# Proton 5: 3rd Degree, Polar Star (P5-35P)   Oh man! Did I have to work to find this one! Boron was kind of a holy grail for me, I spent years puzzling over it. For many years the only solutions I had were P1, N1, P2, N2. All of them had features in common... all the quarks were equidistant on the surface of the shell, and all of them could be solved with two loop sizes. I falsely believed that all nuclear shells would have their quarks spaced equidistant, and I just could not find such a solution for boron. I knew it was special in several ways, and I was sure that finding a solution for the fifteen quark shells of boron would be the key to understanding nuclear structure. I studied the boron hydrides, planar molecules folded on themselves by charge. Boron is a semiconductor, and I was hoping to confirm a metallic bonding model using its nuclear structure as a guide. I just couldn't get it though, and I was certain that two different isotopes of boron were involved in the boron hydrides. At the very least, radical strings were in different pinning sites. The 3rd degree solution for P5 has a startling number of radical strings, five of them. There are no genuine down quarks on the 3rd degree P5, only bogus down quarks. (The 4th degree solution offers only two radical strings.) The first photo shows P5 stripped of radical strings, the remaining photos show two possible pinning configurations, but there are many more. The neutron shell will ultimately decide the final pinning points, but since boron typically has five or six neutrons, the final stacking solutions should still have some flexibility in their pinning sites.

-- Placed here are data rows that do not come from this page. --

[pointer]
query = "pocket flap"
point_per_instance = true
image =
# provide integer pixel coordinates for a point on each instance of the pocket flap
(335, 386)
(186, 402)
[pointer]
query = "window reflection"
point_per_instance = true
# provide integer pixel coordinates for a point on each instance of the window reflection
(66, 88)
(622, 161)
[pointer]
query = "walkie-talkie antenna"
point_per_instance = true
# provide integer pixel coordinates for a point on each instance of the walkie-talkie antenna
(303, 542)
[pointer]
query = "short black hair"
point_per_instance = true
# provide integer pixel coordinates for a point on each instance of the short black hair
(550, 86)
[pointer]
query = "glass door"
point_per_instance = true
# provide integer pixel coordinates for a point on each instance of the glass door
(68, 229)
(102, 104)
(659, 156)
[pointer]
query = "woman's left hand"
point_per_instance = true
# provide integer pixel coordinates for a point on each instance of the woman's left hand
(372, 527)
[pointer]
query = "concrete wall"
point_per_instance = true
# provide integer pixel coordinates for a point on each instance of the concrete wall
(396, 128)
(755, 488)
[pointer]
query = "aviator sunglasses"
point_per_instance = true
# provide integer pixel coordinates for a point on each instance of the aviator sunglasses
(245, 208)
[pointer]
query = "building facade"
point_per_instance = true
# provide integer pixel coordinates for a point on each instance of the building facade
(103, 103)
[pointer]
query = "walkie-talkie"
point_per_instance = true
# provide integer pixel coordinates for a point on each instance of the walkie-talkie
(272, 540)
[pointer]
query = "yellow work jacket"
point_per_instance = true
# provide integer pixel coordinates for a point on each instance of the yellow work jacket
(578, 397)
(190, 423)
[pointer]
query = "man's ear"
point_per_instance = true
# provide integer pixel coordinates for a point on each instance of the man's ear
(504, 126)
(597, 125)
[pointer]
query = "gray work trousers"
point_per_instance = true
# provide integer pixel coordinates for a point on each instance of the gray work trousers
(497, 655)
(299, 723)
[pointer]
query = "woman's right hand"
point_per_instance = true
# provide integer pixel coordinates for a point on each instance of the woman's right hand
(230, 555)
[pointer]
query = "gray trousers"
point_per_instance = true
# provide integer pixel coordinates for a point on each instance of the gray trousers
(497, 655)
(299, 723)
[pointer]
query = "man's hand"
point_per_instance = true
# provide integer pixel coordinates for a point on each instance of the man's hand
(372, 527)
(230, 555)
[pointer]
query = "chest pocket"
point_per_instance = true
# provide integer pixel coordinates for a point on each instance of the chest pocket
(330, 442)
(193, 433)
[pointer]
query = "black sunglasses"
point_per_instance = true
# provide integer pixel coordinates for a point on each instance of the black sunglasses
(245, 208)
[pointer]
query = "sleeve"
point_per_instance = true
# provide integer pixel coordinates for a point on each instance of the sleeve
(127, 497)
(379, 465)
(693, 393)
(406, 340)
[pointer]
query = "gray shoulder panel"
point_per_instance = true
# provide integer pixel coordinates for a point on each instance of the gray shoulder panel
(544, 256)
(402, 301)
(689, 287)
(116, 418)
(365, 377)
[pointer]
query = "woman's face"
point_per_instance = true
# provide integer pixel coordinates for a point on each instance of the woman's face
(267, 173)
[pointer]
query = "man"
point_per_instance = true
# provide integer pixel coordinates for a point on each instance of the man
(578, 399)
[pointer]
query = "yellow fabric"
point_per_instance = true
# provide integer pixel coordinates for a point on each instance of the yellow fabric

## Stereograms of P5-35P   Required Snap Points: 50 Available Snap Points: 45 Pinned Vector Bosons: 5 L1 = 37.2007141" (Structural) L2 = 39.11514559" (Equatorial) L3 = 14.94064195" (Polar) Model Diameter: 12.45073754" Loop Ratios: (1:2): 0.951056516 (1:3): 2.48990065 (2:3): 2.618036475 Loop Equation: 5(L1) + 1(L2) + 2(L3) = 255" Snap Point Equation: 5(6) + 1(5) + 2(5) = 45 A.S.P. PVB's:(+ 5 P.V.B. = 50 R.S.P.)

# Proton 5: 3rd Degree, Polar Star (P5-30PS)  This is also a third degree solution which uses a sinusoidal-equatorial string wrapping twice around the particle much like the P1 and N1 shells. All the down quarks are located at the equator, and no radical strings are required.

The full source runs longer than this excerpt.